Can AI Tell What’s Funny? Teaching Humour to Machines
On the school run, my kids were reading jokes from a book—deciphering the wordplay, spotting the misdirection, and savouring the pure ridiculousness. It got me thinking: how do we learn humour, and how do machines even begin to understand it?
What Makes a Joke Tick?
- Wordplay swaps sound‑alikes into punchlines.
Q: What’s the best time to visit the dentist?

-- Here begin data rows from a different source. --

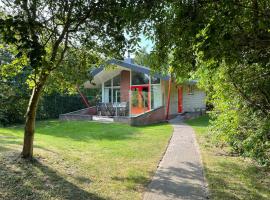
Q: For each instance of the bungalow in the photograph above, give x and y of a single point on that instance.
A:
(145, 97)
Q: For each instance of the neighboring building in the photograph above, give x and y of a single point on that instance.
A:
(145, 94)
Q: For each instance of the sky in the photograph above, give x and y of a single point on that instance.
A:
(148, 44)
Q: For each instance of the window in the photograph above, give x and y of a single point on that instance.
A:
(112, 90)
(116, 95)
(116, 80)
(139, 78)
(156, 96)
(108, 83)
(190, 89)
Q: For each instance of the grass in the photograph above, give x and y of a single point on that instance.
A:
(229, 177)
(81, 160)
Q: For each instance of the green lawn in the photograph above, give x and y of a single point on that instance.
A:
(229, 177)
(81, 160)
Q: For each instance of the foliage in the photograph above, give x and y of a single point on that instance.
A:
(47, 37)
(224, 44)
(229, 177)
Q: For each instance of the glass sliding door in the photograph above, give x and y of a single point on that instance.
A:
(140, 99)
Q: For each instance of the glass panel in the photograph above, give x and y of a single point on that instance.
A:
(116, 95)
(155, 80)
(156, 96)
(108, 83)
(139, 78)
(107, 95)
(139, 100)
(116, 80)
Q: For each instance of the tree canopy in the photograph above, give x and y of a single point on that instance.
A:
(58, 40)
(226, 46)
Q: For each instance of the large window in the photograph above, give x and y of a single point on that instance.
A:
(156, 96)
(112, 90)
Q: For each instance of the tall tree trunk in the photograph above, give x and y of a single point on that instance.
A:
(29, 129)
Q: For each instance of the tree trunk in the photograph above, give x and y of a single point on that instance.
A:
(29, 128)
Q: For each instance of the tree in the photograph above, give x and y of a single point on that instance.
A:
(224, 44)
(42, 33)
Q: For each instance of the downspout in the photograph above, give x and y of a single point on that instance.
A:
(168, 100)
(83, 98)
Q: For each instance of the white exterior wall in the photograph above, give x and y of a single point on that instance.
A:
(190, 101)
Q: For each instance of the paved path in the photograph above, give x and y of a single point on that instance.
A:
(180, 173)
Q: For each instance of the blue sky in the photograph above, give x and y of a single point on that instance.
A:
(149, 44)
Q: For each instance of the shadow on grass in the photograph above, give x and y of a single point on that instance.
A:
(233, 181)
(202, 121)
(183, 183)
(85, 131)
(134, 181)
(24, 180)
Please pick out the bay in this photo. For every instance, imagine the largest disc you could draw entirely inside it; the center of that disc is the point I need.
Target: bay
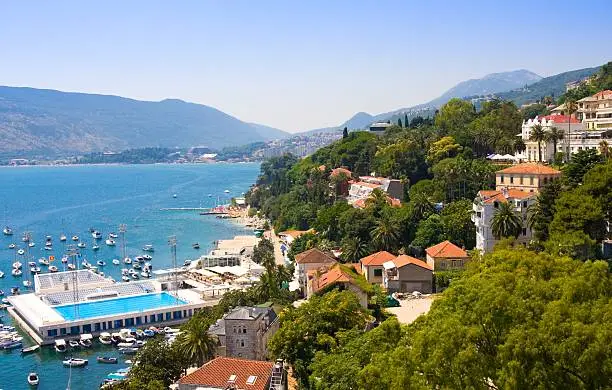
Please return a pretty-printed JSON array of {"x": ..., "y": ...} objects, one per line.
[{"x": 71, "y": 199}]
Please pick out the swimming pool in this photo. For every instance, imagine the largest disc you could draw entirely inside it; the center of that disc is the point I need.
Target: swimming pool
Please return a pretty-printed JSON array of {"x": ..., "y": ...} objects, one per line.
[{"x": 109, "y": 307}]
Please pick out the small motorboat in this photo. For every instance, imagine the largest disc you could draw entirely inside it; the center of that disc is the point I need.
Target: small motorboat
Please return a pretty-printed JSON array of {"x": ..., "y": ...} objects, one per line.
[
  {"x": 60, "y": 346},
  {"x": 86, "y": 340},
  {"x": 33, "y": 379},
  {"x": 107, "y": 360},
  {"x": 75, "y": 362},
  {"x": 31, "y": 349},
  {"x": 105, "y": 338}
]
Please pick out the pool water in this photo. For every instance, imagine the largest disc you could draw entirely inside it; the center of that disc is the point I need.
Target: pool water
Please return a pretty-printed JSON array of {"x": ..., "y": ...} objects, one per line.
[{"x": 109, "y": 307}]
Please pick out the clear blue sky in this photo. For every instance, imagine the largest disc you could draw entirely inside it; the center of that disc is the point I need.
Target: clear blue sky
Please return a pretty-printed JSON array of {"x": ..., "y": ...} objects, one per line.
[{"x": 289, "y": 64}]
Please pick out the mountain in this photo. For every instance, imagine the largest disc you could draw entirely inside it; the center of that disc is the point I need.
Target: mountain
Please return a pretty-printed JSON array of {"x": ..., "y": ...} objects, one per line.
[{"x": 50, "y": 122}]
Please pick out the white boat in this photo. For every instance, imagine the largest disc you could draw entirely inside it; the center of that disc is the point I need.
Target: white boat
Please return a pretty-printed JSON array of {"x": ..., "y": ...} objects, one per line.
[
  {"x": 33, "y": 379},
  {"x": 105, "y": 338},
  {"x": 75, "y": 362},
  {"x": 60, "y": 345},
  {"x": 86, "y": 340}
]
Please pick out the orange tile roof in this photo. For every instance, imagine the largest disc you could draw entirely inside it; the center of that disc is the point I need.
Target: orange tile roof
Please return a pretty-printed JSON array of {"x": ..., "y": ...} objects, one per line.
[
  {"x": 313, "y": 256},
  {"x": 216, "y": 373},
  {"x": 531, "y": 168},
  {"x": 403, "y": 260},
  {"x": 377, "y": 258},
  {"x": 446, "y": 249}
]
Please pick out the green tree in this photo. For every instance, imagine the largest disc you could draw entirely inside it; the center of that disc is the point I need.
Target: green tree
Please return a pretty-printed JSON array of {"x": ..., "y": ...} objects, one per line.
[
  {"x": 538, "y": 135},
  {"x": 506, "y": 222},
  {"x": 314, "y": 327}
]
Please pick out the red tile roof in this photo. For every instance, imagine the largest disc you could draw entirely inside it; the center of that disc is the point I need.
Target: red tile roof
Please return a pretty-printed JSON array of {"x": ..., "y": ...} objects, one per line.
[
  {"x": 377, "y": 258},
  {"x": 217, "y": 372},
  {"x": 313, "y": 256},
  {"x": 446, "y": 249},
  {"x": 530, "y": 168},
  {"x": 403, "y": 260}
]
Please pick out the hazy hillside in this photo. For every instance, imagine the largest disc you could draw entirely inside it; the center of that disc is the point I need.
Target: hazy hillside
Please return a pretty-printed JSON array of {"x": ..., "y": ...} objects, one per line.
[{"x": 52, "y": 122}]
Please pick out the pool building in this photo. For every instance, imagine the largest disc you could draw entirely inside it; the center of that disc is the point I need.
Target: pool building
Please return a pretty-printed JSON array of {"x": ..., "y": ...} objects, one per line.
[{"x": 68, "y": 304}]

A: 2:30 (tooth ’urty) - Absurdity leans on the ridiculous.
Q: Why do elephants paint their toenails red?
A: So they can hide in cherry trees.
Learning a language is hard enough; adding our peculiar humour makes it harder. Jokes break rules on purpose. That’s exactly where language models usually lean the other way.
How Language Models Learn (and Why Jokes Are Tricky)
Language models learn by tracking associations between words—predicting what comes next over billions of examples. They capture patterns in grammar, facts, and relationships. But the ‘rules’ that make a joke funny often violate those patterns while still making sense. A set‑up primes a pattern; a punchline flips it. Will a model try to “correct” a joke as bad text—or recognise it as humorous?
Search engines used to rely on metadata: “this page contains jokes.” In a novel there’s no tag for “this bit is funny.” Shakespearean comedy has commentary to lean on, but does a model genuinely understand why a line lands? Or is it just good at echoing analysis?
A Quick Test: Candle + Puppet Prompt: Create a joke about a candle and a puppet.
Perplexity’s AI:
Q: Why did the candle refuse to hang out with the puppet?
A: Because every time things got heated, the puppet just melted under the pressure!
GPT‑4o:
Q: Why did the candle break up with the puppet?
A: Because it got tired of waxing poetic while the puppet just stringed it along!
The second ties both subjects neatly—“waxing” and “string”—and feels closer to the target.
Original or not, it was faster than me. And that’s the real utility: generative AI helps you explore options. A best man’s speech. A lighter line for a presentation. Or just the right words when a thesaurus isn’t cutting it.
It won’t make me a stand‑up. It might make me clearer—which is hardly a bad outcome.
And Here’s the Rub: Trust, but Verify
The more we use generative AI, the more we need to check what it says. A joke is a small, safe sandbox; a paragraph proposing a strategy, a policy, or a technical fix is not. When we ask for arguments and solutions, we still have to read them—slowly—to make sure they match our intent, use sound reasoning, and don’t quietly smuggle in assumptions we wouldn’t sign off.
With code, the stakes rise again. Validating generated code isn’t just “does it run?”—it’s “does it belong here?” You have to understand how pieces fit, whether the approach aligns with your architecture, what happens under edge cases, and whether a neat new function quietly breaks a dependency three layers down. It’s less copy‑editing, more marking someone’s homework you’ve never seen before: understand the brief, check the logic, test the outputs, and make sure nothing else falls over.
A Practical Way to Use AI (Without Regretting It)
Treat AI like a fast intern with encyclopaedic recall:
- Great for first drafts, options, and reminders of patterns you might have missed.
- Not a substitute for judgement, testing, or accountability.
Keep humans in the loop—editorial sense for prose, unit and integration tests for code, and a habit of asking “does this actually solve the problem?” Used that way, AI becomes a lever, not a liability. And that, funny or not, is something worth using.